Feds Reconsidering Stark and Anti-Kickback Safe Harbors

By: Jeffrey Lynne January 31, 2019 10:55 am

Time to read: 5 Minutes

Feds Reconsidering Stark and Anti-Kickback Safe Harbors

The concepts of the federal Stark Law and its companion Anti-Kickback Statute (AKS) are often used interchangeably by health care industry providers, though both laws are different in applicability.

A chart detailing the differences has been prepared by HHS and can be found here: https://oig.hhs.gov/compliance/provider-compliance-training/files/starkandakscharthandout508.pdf
Health & Human Services (HHS) and its Office of Inspector General (OIG) HHS has been taking comments from industry as to ways to “update” the rules implementing the Stark Law and the AKS to meet modern evolutions in physician/employee compensation and other financial arrangements which industry believes are outdated and stifle innovation.

According to recent reporting by ModernHealthcare.com:

“Hospitals have urged HHS’ Office of Inspector General to recognize that payments between providers in the same alternative pay models do not violate federal anti-kickback laws, warning they may not participate in the programs otherwise. Alternative pay models can violate anti-kickback laws because they can include incentives and shared savings payment agreements to reduce the cost of care, which could influence a provider to use a certain vendor, refer patients to specific facilities or order more services that are paid for by federal healthcare programs. But providers told the OIG that the laws are too broad and they’re getting in the way of the move to value-based care. Some providers called on the agency to create a so-called safe harbor for payments made between hospitals, physician groups and skilled-nursing facilities in value-based arrangements to allow them to split shared savings payments.”

Relevant to the addiction treatment industry was commentary about forms of “payments” to patients.

“Providers also want to protect payments to patients to address their social determinants of health. These payments may violate anti-kickback statute because a beneficiary could feel obligated to continue receiving care from that provider.  But patients are more likely to lose weight if they have a financial incentive, according to American College of Cardiology President Dr. Michael Valentine. If physicians can pay for food, clothing or even transportation to and from healthcare visits, that could improve patient health. Valentine called for an expanded safe harbor that would allow physicians to pay patients to improve their social determinants of health.  Karen Ali, general counsel at the New Jersey Hospital Association, agreed that OIG should not penalize hospitals for these payments, as they could reduce unnecessary readmissions. ‘Hospital responsibility for patient care no longer begins and ends at the hospital door,’ Ali said. The comments are in response to a Request for Information issued by HHS’ OIG this past summer. The agency asked providers how it could encourage value-based pay arrangements. It received more than 350 responses. The CMS is also looking to soften anti-kickback regulations. It issued its own RFI to determine how it can minimize the regulatory barriers around the so-called Stark law.”

At the local (Florida) level, and now at the federal level with the adoption of the new “Eliminating Kickbacks in Recovery Act” (EKRA), the importance of updates to the AKS is relevant for two main reasons:

  1. Florida’s Patient Brokering Act (PBA), s. 817.505, Fla. Stat., holds out as “defenses” anything that is deemed a “safe harbor” within the federal AKS (meaning, if HHS/OIG says a certain action does not violate the AKS, then Florida law says it also does not violate the PBA); and
  2. EKRA, which passed at part of the SUPPORT Act of 2018, does specifically include certain “safe harbors” but also explicitly contemplates that DOJ and HHS will adopt rules to further clarify those exceptions.

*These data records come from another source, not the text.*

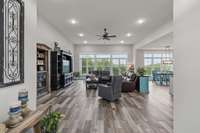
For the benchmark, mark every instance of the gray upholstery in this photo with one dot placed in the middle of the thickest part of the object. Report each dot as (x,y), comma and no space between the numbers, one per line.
(113,91)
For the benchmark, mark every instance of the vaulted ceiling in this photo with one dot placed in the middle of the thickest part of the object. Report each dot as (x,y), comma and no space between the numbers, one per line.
(119,16)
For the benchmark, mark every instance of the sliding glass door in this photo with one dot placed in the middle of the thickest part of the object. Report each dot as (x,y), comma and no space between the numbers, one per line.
(115,63)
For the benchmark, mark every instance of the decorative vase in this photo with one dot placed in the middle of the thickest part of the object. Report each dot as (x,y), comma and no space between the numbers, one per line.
(14,115)
(23,97)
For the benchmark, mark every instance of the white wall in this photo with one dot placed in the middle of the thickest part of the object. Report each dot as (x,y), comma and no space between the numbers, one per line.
(187,66)
(102,49)
(48,34)
(10,94)
(155,42)
(160,43)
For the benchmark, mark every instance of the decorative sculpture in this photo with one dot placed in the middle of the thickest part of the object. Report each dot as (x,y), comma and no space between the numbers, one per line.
(11,42)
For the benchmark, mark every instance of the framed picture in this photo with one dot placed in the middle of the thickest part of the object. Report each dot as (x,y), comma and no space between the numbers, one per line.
(11,42)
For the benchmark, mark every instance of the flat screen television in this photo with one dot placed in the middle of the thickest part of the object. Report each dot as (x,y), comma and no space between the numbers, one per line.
(66,66)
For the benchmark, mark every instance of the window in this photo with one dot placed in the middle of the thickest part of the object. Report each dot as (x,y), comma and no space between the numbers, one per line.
(152,61)
(116,63)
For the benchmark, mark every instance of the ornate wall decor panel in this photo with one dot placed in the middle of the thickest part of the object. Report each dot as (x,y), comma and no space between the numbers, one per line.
(11,42)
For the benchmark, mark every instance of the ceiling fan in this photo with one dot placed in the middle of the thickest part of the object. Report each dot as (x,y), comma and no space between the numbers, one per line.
(106,36)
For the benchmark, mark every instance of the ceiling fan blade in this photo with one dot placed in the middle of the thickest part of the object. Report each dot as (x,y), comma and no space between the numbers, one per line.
(107,38)
(112,36)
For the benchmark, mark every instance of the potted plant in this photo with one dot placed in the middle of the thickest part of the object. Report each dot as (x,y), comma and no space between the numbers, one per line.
(49,124)
(141,71)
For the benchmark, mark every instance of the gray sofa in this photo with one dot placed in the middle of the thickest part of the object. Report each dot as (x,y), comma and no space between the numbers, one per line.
(112,91)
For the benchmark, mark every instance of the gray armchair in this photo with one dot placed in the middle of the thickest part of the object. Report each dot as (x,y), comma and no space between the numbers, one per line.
(111,92)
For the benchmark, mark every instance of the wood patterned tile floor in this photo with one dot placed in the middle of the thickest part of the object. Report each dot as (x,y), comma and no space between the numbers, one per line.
(85,112)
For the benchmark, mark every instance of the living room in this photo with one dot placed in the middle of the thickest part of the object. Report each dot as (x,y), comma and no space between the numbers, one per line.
(99,66)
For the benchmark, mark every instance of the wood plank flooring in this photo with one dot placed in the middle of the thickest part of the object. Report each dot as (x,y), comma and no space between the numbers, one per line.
(85,112)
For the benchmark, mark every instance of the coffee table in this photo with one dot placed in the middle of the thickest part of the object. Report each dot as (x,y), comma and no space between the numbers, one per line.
(92,83)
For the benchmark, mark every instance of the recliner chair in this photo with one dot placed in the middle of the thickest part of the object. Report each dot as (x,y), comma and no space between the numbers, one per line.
(112,91)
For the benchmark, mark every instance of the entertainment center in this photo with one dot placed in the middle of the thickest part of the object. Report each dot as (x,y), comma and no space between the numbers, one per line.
(61,69)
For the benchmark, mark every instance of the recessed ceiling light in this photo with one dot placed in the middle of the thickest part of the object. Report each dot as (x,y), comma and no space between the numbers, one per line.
(141,21)
(73,21)
(128,34)
(85,42)
(122,41)
(81,34)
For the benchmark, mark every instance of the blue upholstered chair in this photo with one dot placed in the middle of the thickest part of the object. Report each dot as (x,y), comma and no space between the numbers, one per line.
(112,91)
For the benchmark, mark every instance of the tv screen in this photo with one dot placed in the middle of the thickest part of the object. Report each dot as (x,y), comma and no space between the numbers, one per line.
(66,66)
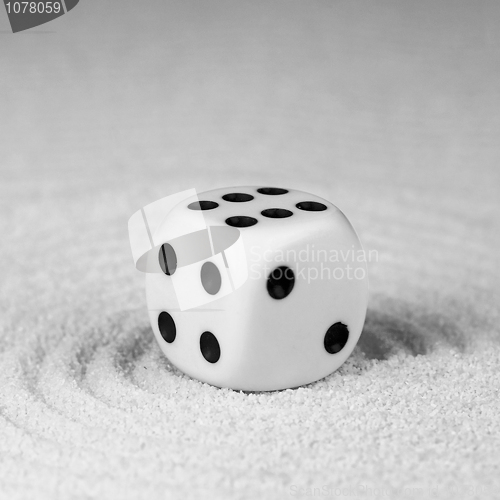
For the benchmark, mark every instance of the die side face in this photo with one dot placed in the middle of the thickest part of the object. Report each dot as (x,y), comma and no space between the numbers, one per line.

As proposed rules relaxing the AKS are rolled out, we will certainly keep everyone updated.  However, we continue to strongly believe (if not know) that any such benefit given to a patient with the intent to induce patronage will continue to be disfavored as being against public policy.

Jeffrey Lynne

Jeffrey Lynne is a partner at Beighley, Myrick, Udell, Lynne + Zeichman, P.A. in both the firm’s Land Use & Zoning and Governmental Affairs & Regulated Industries practice groups. He also chairs the Firm’s Behavioral Healthcare Practice Group and represents clients with local, state and federal zoning, permitting, licensing, and regulatory matters. Mr. Lynne received his undergraduate education at the University of Florida and attended law school at the University of Miami (1997).